No he tocado la comida, así que una profunda desesperación se apodera de mí cuando noto que, inexplicablemente, yo tampoco puedo respirar. Mis vista empieza a nublarse y sacudo la cabeza de un lado a otro buscando una aire que no llega. Para mi horror descubro que el ente ya no está a mi lado pero sigue conmigo, dentro, muy dentro de mí, en lo más profundo de mi mente grita y ríe de una forma que es imposible de describir. Sus alaridos y los de los desgraciados que se están muriendo delante mío inundan todo mi cuerpo y todo mi ser. En mi delirio veo como los hombres, las mujeres y los niños empiezan a sufrir una terrible transformación. Sus ojos y sus dientes estallan, su piel queda medio derretida y su pelo se vuelve gris y quebradizo. Entonces se alzan todos en el aire y me miran. Ya no distingo sus gritos de los terribles ecos que resuenan por mi interior. He caído en el pozo más tenebroso del infierno y me estoy ahogando en sus aguas de fuego. Siguen mirándome y siguen gritando, pero ahora parece más bien que ríen. Entonces se lanzan a por mí y huyó con un terror que nadie ha conocido ni conocerá nunca.
Los oigo a mis espaldas, están cada vez más cerca. Esas bocas desdentadas y esas manos descompuestas están a punto de apresarme. No tengo otra salida. Una ventana está muy cerca y, con mi último aliento, corro hacia ella. Por un momento paso por delante de un espejo y no veo ningún ser humano reflejado en él, sólo un monstruo asqueroso y putrefacto.

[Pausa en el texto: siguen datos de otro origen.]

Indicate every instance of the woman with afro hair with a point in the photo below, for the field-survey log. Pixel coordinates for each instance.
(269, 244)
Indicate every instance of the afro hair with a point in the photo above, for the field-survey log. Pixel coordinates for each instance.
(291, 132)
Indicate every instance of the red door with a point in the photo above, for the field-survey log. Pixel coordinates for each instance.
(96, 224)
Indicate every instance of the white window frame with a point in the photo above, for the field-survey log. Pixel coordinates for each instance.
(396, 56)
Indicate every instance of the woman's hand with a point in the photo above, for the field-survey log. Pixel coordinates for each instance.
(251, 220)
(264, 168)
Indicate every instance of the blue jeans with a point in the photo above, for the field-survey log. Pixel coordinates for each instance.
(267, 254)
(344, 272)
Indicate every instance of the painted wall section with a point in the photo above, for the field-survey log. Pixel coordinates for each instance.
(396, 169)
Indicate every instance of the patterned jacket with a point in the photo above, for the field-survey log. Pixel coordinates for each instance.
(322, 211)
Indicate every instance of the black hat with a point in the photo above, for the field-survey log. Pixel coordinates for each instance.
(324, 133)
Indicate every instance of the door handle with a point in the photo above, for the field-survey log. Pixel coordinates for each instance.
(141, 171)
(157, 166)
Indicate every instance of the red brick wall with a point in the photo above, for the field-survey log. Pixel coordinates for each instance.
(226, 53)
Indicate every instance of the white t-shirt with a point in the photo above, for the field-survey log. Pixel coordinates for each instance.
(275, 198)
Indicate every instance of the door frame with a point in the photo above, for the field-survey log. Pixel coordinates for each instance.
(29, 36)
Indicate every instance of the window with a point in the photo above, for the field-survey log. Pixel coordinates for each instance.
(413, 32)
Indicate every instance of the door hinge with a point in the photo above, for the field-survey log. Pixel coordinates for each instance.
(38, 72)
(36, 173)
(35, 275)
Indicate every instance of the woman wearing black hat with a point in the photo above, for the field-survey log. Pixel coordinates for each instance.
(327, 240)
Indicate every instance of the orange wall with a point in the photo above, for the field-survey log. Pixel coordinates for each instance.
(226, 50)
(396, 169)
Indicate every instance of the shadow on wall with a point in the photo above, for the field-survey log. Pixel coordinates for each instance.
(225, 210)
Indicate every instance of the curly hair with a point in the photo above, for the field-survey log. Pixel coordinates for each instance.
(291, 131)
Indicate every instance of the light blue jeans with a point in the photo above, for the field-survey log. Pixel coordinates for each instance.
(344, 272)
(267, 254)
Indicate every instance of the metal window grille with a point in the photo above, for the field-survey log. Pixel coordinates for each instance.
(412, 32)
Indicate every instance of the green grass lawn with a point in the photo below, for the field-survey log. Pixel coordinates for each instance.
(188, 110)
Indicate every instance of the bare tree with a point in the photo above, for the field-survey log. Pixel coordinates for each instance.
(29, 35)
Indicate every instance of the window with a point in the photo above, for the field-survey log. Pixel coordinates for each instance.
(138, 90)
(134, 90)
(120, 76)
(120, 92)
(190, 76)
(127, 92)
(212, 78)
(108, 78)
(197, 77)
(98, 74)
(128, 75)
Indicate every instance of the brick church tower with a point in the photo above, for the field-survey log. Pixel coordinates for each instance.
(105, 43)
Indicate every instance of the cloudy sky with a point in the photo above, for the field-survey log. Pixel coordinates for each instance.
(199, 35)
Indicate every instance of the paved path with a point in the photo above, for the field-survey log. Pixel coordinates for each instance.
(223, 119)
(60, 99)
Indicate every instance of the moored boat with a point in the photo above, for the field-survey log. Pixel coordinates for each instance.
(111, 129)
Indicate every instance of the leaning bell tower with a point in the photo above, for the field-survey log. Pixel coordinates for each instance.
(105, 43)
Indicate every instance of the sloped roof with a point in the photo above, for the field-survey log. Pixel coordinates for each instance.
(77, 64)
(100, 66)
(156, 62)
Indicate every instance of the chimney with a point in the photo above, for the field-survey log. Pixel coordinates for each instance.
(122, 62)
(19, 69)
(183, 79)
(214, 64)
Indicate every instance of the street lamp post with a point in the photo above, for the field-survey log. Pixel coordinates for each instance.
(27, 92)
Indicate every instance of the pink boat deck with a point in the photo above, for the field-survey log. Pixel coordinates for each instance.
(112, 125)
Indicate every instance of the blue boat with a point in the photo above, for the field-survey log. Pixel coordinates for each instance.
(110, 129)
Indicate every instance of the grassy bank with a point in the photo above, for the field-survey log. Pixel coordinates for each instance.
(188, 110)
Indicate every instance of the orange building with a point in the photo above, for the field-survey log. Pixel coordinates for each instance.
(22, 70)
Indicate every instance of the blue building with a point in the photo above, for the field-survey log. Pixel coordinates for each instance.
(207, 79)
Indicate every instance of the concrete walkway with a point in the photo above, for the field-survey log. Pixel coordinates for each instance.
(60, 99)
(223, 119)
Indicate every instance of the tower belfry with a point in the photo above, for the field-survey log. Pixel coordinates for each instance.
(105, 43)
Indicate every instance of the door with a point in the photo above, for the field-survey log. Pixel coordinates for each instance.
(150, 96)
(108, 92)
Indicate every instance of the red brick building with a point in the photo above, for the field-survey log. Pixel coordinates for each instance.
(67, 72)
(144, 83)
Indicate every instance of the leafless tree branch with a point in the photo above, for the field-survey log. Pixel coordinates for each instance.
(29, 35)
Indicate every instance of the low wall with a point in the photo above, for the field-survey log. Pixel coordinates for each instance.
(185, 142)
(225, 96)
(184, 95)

La caída es corta pero parece que dura una eternidad. Ya no recuerdo la primera vez que me arrojé por aquella ventana, se ha perdido para siempre en mi memoria, cuando aun fluía la sangre por mi cuerpo. No debería haber hecho lo que hice, no paro de arrepentirme cada vez que caigo hacia la oscuridad desde esa ventana. Podría haber vivido una vida feliz aunque hubiera sido un simple criado al servicio de otros más afortunados. Pero ya no tiene importancia. Mi cuerpo se estrella contra las rocas y todo acaba. La próxima noche despertaré otra vez en el corredor de la torre sur y volveré a vagar por la infernal tumba que mi odio construyó. El sol va a salir dentro de poco y muchas hombres y mujeres serán bendecidos con su cálida luz, pero yo no la podré sentir nunca jamás. No puedo evitar odiarlos.